Only SAEs were included in the interim safety analysis, which did not reveal any safety concerns with intravitreal ranibizumab in patients suffering from myopic CNV. Indeed, only one SAE (a case of culture-negative endophthalmitis) potentially related to the injection was observed.15 Furthermore, data from the current REPAIR study are consistent with the well-characterized safety profile demonstrated by ranibizumab in this patient population in published, smaller, less robustly designed case series.5, 13, 14, 16, 17, 18, 19 Despite the potentially increased risk of retinal detachment in myopic eyes following intravitreal injections, there were no reports of serious ocular or systemic adverse events reported in these studies. Additional long-term data are needed to more fully evaluate the safety of ranibizumab in patients with myopic CNV.
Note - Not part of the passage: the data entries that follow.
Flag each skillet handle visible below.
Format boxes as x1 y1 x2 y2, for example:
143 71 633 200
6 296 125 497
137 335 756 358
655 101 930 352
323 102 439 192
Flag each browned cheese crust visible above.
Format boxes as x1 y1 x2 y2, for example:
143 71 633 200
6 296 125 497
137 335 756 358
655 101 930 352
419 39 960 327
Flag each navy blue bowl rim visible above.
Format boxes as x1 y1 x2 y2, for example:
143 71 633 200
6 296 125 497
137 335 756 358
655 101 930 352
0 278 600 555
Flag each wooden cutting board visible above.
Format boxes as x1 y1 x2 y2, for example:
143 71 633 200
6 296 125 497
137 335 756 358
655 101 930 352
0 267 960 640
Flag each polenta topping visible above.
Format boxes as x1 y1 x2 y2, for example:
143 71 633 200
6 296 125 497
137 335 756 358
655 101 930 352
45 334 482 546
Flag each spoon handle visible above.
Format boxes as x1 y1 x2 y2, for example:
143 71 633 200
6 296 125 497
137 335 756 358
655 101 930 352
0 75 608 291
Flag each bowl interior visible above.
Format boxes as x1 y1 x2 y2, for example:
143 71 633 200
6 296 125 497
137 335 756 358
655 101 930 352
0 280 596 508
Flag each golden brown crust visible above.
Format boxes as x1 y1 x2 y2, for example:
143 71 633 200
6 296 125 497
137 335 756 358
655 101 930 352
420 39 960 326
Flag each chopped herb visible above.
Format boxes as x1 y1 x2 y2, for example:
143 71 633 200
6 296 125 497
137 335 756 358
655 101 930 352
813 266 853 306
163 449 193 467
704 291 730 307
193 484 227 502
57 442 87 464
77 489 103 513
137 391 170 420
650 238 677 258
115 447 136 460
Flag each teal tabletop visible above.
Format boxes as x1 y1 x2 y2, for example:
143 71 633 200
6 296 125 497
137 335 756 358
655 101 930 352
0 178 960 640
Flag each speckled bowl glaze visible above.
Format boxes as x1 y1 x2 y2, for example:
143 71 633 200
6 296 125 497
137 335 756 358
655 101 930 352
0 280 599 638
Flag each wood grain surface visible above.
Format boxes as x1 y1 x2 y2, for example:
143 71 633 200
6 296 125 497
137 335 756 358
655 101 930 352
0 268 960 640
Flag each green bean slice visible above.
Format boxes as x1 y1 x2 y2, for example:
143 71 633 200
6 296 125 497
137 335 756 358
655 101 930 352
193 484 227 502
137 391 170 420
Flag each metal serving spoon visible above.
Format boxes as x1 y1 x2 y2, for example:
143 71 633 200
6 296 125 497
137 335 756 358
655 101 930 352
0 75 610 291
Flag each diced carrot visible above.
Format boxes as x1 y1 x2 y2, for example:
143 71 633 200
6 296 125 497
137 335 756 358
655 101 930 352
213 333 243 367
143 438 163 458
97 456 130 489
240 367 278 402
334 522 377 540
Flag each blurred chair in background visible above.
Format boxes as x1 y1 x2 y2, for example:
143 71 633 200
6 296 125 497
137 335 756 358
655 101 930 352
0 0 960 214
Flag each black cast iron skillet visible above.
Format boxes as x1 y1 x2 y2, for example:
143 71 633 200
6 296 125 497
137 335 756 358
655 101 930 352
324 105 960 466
The uncontrolled nature of the study design poses a limitation for the interpretation of the efficacy data in addition to the safety data. However, given that ranibizumab had already shown superior efficacy to vPDT for the treatment of CNV in patients with neovascular AMD, and a potential benefit for ranibizumab compared with vPDT was suggested by results from several case series in patients with myopic CNV;16, 17, 18, 19 it was difficult to justify the allocation of patients to vPDT as a comparator arm. Furthermore, it would be challenging to recruit patients to such a study in countries where anti-VEGF therapies are available. Finally, an open-label design is likely to yield clinically meaningful results given the objective and robust nature of the primary end point of mean BCVA change from baseline.

A further limitation of this study is the lack of a central reading centre, which means that the interpretation of myopic CNV remains investigator-dependent in this study. However, given that the positive outcomes of this study are reliant on clinician-driven retreatment decisions, these results are more likely to reflect ‘real world’ outcomes.

In conclusion, ranibizumab may be useful in the treatment of myopic CNV. This pre-planned interim analysis of the REPAIR study, the largest study to date evaluating ranibizumab for myopic CNV, showed that treatment with ranibizumab provides improvement in VA in this patient group. Moreover, this improvement was achieved with a low number of injections and no new safety concerns were identified. Patients were satisfied with treatment and wellbeing was maintained.